Guide du thé blanc
Histoire
Le thé blanc compte parmi les expressions les plus anciennes du thé.
Sa tradition remonte au Fujian, dans le sud-est de la Chine, où des familles de cueilleurs sélectionnaient les jeunes pousses du printemps pour les laisser sécher à l'air libre, sans torréfaction ni roulage.
Longtemps réservé à la cour impériale, le thé blanc s'est diffusé à mesure que sa cueillette s'organisait autour de cultivars dédiés. Les noms apparus aux XVIIIe et XIXe siècles - Bai Hao Yin Zhen, Bai Mu Dan, Shou Mei - désignent encore aujourd'hui les principales catégories. Le geste s'est précisé sans rompre avec son économie première : cueillir, faire flétrir, sécher.
Origine
Les thés blancs proviennent presque exclusivement de Chine, et plus précisément des comtés de Fuding et de Zhenghe, dans le Fujian. Le climat humide, les sols granitiques et les altitudes modérées y favorisent des pousses denses, couvertes d'un duvet blanc - d'où le nom de la famille.
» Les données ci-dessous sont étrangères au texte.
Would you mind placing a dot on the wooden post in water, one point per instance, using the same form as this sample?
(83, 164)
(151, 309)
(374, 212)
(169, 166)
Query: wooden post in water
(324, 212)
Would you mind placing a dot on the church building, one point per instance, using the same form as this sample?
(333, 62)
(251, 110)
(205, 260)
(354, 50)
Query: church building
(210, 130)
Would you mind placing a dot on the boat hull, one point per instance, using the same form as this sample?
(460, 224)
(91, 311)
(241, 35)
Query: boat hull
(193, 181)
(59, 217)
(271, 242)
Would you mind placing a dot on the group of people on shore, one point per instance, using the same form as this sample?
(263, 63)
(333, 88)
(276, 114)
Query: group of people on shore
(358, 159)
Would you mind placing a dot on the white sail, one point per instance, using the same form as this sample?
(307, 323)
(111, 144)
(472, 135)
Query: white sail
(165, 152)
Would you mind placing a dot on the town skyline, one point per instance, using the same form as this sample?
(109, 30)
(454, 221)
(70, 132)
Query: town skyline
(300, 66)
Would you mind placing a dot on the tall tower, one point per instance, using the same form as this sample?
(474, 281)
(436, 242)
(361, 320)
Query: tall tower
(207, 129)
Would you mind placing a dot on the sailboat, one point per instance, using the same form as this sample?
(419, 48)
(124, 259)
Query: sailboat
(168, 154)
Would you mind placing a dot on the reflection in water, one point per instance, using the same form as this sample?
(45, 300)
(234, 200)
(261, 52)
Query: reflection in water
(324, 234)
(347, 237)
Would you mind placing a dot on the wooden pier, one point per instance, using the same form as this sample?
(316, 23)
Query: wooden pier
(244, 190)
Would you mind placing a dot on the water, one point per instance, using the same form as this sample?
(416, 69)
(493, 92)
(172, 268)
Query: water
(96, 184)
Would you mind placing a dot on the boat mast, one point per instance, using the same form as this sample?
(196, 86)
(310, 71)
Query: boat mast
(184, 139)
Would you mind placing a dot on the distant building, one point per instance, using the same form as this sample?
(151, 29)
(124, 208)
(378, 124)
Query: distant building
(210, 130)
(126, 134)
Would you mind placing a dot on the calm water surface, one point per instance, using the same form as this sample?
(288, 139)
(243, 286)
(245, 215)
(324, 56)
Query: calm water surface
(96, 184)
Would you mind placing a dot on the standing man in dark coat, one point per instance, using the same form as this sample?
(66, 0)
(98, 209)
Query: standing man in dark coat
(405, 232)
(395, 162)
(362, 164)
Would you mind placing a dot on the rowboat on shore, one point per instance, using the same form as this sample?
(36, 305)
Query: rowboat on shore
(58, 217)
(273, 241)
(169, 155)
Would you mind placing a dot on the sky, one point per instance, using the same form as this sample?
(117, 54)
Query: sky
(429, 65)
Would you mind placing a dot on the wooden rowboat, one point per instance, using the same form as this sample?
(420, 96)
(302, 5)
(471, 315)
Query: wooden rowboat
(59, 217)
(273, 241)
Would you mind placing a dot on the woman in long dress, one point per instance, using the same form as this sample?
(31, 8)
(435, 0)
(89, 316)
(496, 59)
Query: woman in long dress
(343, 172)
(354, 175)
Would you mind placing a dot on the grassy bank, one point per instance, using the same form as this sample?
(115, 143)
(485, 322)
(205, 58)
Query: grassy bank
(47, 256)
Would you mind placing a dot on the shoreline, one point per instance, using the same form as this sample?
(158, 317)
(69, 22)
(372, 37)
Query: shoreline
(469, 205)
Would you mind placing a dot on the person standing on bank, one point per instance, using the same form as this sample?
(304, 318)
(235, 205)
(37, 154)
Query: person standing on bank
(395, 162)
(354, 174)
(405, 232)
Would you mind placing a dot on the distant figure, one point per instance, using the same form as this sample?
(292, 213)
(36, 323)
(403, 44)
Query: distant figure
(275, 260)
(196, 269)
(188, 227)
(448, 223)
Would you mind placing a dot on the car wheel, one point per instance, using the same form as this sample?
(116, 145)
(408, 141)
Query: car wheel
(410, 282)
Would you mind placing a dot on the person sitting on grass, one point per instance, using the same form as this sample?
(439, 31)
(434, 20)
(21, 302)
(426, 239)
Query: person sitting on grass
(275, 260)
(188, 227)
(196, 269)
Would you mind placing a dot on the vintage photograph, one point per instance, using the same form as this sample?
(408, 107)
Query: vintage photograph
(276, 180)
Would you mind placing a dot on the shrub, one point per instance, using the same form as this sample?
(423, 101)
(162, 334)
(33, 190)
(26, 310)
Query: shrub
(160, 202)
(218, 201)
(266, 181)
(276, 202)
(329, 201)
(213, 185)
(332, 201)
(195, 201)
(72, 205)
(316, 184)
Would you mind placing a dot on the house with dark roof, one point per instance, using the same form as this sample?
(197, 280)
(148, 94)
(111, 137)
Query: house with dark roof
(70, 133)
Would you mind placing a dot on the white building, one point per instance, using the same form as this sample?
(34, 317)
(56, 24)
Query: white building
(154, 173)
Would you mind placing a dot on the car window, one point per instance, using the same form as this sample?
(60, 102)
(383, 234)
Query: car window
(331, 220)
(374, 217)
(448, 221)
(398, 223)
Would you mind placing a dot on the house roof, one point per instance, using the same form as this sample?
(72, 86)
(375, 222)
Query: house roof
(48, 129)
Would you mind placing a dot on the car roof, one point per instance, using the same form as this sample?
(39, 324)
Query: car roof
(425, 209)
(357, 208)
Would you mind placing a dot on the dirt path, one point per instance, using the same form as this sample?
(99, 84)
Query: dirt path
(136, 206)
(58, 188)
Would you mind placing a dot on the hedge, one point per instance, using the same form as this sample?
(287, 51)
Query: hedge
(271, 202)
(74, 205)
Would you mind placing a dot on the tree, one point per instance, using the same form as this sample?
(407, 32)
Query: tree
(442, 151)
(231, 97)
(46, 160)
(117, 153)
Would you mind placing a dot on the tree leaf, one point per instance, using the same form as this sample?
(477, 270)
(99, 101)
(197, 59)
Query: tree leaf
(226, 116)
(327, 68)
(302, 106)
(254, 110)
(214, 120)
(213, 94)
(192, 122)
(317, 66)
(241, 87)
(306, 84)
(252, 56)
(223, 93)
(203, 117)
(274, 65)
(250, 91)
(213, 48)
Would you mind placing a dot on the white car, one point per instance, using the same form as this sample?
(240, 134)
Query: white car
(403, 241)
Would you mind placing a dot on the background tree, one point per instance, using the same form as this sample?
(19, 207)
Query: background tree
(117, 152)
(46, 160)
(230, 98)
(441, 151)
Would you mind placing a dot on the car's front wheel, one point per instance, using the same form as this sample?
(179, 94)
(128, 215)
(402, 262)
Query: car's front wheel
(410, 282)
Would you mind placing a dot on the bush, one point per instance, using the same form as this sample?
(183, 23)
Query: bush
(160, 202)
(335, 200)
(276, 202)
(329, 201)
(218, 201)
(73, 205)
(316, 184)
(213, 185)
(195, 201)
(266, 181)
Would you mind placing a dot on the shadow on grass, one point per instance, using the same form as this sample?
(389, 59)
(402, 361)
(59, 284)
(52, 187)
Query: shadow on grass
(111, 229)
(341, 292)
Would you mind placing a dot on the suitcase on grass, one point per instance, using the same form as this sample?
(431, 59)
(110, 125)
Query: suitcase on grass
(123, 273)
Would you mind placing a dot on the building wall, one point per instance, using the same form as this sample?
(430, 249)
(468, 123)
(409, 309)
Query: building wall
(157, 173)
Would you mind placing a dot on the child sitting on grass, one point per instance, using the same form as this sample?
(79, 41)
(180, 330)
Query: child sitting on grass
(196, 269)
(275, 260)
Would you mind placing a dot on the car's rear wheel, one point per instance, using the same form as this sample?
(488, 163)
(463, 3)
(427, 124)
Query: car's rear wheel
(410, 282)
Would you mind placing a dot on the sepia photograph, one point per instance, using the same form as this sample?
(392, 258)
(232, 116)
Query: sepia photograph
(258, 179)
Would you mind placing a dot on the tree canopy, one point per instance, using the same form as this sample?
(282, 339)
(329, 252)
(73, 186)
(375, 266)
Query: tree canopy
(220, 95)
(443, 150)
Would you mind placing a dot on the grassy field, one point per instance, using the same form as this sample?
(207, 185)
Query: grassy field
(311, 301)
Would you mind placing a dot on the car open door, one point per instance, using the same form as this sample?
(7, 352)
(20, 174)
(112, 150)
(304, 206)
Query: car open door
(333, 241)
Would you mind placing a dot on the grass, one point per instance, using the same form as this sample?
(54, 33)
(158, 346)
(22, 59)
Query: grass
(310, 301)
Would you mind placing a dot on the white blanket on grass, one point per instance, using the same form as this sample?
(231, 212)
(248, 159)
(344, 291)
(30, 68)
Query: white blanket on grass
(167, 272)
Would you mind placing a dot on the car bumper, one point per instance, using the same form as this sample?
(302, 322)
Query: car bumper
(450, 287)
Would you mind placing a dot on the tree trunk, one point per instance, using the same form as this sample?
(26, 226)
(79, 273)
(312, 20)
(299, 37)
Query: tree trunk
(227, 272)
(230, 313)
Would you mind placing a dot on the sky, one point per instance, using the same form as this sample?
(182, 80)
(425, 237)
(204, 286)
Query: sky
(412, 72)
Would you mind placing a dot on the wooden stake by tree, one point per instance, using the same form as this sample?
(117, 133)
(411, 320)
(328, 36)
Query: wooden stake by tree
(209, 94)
Des productions plus récentes existent au Yunnan, en Inde du Nord et au Sri Lanka. Elles s'inspirent du modèle chinois sans toujours en partager les cultivars. Hollin privilégie les thés blancs de Chine, où la chaîne entre la cueillette, le séchage et la mise en repos reste assurée par un même atelier.
Notes de dégustation
La liqueur d'un thé blanc est claire, parfois presque incolore, à peine teintée de jaune paille.
En bouche, on retrouve des notes de duvet, de miel discret, parfois de foin sec ou de fruit clair - pomme, poire blanche, fleur d'oranger.
La structure est légère mais persistante. Le thé blanc laisse, après la tasse, une impression douce et longue, sans aspérité. Avec le temps de garde, certains thés blancs évoluent : la fraîcheur s'efface au profit d'une rondeur plus profonde, parfois minérale.
Préparation
Eau : peu minéralisée, idéalement filtrée.
Température : entre 80 et 85 °C.
Dosage : 3 g pour 200 ml.
Temps : 3 à 5 minutes en théière, ou plusieurs infusions courtes (30 secondes à 1 minute) dans un gaiwan.
Une eau trop chaude éteint la délicatesse du parfum. Une infusion trop brève en gomme la rondeur. La réinfusion est non seulement possible, mais souvent souhaitable : chaque passage révèle une facette différente de la feuille.